Five U.S. General Services Administration officials spent about a week in Hawaii at government expense as part of attending a brief ceremony for a new federal office, a lawmaker said.
An agency employee told investigators the five officials traveled to Hawaii in 2011 for “a one-hour ribbon cutting ceremony” to open an office leased for the Federal Bureau of Investigation, according to an interview excerpt released by Representative John Mica. The Florida Republican is chairman of the House Transportation and Infrastructure Committee.
Agency Administrator Martha Johnson quit April 2 after the GSA’s inspector general reported that it spent $823,000 on a party for employees at a Las Vegas-area resort. The agency manages federally owned and leased property used by other government departments.
The trip to Hawaii “was just one of those trips” where the group “left on a Saturday and returned on a Friday” to attend “a one-hour ribbon-cutting ceremony on a lease space,” the unidentified employee said, according to the released excerpt. The trip lasted a week “give or take a day,” the employee said.
“They were I’m sure working hard the whole time,” the unidentified investigator said.
“I doubt it,” the employee replied, according to the excerpt of the August 2011 interview.

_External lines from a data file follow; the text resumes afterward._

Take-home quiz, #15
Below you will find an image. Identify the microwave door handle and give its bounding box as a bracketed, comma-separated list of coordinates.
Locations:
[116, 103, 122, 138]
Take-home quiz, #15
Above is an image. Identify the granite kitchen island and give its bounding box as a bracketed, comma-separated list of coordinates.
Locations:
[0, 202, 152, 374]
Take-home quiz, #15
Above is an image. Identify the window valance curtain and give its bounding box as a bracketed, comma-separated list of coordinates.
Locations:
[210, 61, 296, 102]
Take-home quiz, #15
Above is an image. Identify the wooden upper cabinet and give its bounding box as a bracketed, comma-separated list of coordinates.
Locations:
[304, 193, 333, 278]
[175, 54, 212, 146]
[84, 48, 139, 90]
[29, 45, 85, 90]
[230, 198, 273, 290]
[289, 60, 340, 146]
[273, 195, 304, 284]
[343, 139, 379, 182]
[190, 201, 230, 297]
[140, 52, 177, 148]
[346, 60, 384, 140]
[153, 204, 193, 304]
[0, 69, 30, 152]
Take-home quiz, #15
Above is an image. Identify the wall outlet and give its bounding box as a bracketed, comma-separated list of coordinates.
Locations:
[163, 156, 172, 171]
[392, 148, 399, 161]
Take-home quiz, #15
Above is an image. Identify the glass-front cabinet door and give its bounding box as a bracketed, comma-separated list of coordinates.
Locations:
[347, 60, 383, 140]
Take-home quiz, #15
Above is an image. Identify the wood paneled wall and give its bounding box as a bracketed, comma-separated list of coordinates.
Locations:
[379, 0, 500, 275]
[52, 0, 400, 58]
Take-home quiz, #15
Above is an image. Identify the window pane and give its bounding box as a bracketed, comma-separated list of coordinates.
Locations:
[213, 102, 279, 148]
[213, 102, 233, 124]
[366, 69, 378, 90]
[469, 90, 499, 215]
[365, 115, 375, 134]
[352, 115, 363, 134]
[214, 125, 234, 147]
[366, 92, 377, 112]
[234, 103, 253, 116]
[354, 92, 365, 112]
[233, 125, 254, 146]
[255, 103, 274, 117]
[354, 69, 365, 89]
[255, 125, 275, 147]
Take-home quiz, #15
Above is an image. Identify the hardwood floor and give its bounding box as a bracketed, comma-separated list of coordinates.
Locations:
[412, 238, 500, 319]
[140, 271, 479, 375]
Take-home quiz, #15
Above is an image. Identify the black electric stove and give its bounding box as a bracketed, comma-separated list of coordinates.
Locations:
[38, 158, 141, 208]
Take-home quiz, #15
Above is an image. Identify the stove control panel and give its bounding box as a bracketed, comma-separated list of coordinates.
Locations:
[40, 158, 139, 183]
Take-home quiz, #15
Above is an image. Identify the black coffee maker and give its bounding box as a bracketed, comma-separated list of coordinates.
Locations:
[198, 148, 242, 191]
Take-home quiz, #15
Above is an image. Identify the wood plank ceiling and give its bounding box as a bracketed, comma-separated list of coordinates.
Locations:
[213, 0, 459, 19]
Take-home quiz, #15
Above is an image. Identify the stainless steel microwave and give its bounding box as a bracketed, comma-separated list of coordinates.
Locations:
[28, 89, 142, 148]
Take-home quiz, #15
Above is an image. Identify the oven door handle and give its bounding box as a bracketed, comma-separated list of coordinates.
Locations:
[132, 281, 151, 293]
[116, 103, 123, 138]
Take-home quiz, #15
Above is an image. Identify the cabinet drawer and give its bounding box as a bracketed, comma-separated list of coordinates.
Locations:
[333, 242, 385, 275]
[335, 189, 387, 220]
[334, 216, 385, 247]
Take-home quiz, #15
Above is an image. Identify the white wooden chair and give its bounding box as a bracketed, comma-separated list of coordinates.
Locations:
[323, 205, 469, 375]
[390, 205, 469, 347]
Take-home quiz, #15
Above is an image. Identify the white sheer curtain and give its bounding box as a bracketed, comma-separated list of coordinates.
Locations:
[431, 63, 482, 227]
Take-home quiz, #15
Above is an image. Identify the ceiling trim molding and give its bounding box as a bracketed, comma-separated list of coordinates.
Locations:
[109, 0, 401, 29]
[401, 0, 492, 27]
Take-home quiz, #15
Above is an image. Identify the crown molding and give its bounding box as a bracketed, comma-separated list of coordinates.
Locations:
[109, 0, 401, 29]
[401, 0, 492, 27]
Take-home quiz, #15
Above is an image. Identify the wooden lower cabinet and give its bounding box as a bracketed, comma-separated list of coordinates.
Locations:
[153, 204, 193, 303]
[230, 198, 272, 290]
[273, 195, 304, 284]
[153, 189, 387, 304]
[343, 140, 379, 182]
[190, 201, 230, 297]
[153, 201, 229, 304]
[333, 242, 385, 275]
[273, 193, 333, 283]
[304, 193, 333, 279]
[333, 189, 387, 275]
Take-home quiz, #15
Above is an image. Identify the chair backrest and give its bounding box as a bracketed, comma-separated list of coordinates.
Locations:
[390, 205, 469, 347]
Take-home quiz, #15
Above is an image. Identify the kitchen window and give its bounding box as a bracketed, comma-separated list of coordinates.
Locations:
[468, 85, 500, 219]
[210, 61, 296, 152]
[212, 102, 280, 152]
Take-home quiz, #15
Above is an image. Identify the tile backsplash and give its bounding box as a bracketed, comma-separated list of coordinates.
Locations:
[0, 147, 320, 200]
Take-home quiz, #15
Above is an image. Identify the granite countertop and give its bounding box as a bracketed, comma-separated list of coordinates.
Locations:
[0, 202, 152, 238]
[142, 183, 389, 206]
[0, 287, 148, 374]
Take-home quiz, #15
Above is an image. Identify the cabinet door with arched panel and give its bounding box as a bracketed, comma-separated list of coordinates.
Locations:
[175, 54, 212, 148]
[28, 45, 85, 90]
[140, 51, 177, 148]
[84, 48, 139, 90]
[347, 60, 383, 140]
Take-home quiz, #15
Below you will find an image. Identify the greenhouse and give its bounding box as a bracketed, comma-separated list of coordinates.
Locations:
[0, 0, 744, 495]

The employee spoke of hearing “stories” of officials “going snorkeling in the morning.”
Hawaii Trip Plans
The employee said a group of officials were planning another trip of about 10 days to Hawaii in October 2011 to attend the opening of a new federal building in Hilo.

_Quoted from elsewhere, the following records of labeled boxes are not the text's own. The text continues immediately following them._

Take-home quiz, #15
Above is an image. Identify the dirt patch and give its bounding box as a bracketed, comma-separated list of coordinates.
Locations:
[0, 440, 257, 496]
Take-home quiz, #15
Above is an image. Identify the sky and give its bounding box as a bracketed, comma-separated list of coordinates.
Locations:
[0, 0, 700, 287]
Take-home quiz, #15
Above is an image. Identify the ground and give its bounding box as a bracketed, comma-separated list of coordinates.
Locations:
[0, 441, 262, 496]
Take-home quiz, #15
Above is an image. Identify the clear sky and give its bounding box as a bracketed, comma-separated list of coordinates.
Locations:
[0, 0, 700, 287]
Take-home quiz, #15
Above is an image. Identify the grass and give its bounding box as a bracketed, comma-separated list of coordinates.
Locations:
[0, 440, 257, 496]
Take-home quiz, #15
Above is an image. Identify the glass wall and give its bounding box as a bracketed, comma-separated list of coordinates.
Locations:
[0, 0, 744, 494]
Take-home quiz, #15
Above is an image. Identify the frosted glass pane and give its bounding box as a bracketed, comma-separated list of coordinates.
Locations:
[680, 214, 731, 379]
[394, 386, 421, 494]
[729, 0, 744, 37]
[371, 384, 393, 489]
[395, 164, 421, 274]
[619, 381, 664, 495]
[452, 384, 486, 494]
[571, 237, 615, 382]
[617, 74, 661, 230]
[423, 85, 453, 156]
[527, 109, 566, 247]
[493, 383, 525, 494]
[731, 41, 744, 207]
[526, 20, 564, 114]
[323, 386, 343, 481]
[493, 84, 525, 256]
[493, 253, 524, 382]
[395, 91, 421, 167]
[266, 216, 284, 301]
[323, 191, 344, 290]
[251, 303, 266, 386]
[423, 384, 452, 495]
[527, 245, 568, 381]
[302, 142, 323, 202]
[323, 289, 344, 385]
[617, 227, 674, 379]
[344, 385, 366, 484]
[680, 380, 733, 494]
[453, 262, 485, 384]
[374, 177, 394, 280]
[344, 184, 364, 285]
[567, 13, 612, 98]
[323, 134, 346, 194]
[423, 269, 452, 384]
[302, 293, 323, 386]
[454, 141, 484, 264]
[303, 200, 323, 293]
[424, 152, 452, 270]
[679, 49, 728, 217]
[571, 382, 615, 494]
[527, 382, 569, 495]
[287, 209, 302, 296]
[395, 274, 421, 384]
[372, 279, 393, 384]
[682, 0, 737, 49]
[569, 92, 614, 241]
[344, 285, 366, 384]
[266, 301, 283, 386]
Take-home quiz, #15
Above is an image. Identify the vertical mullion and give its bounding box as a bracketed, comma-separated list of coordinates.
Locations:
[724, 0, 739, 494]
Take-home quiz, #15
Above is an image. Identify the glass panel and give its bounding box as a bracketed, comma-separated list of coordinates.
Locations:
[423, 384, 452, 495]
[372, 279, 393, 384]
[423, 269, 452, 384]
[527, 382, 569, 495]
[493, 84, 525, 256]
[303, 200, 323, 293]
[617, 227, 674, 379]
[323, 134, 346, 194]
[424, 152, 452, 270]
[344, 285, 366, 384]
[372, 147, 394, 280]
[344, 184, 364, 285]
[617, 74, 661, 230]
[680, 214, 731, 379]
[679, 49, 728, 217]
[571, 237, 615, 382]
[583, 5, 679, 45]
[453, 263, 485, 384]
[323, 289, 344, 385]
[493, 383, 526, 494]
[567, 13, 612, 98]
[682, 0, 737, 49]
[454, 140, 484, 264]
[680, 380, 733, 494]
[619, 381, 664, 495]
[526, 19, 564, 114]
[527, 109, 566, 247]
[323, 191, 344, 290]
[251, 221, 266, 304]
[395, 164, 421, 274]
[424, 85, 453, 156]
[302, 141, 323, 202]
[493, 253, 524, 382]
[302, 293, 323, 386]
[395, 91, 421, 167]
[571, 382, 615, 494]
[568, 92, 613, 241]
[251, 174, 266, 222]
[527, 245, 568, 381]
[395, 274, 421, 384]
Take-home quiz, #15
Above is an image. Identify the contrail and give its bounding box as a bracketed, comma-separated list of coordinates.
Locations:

Mica said he will hold an April 17 hearing on the trips, saying in a statement that “the Las Vegas conference was the tip of the iceberg, and every new example demonstrates the mind- boggling culture of waste and blatant disregard for the taxpayers’ money within GSA.”
House Government Reform and Oversight Committee Chairman Darrell Issa, a California Republican, plans to hold a hearing on the GSA issue on April 16. The committee has invited Johnson, GSA Inspector General Brian D. Miller and three other senior agency officials to testify.
A spokesman for the agency, Adam Elkington, had no immediate comment.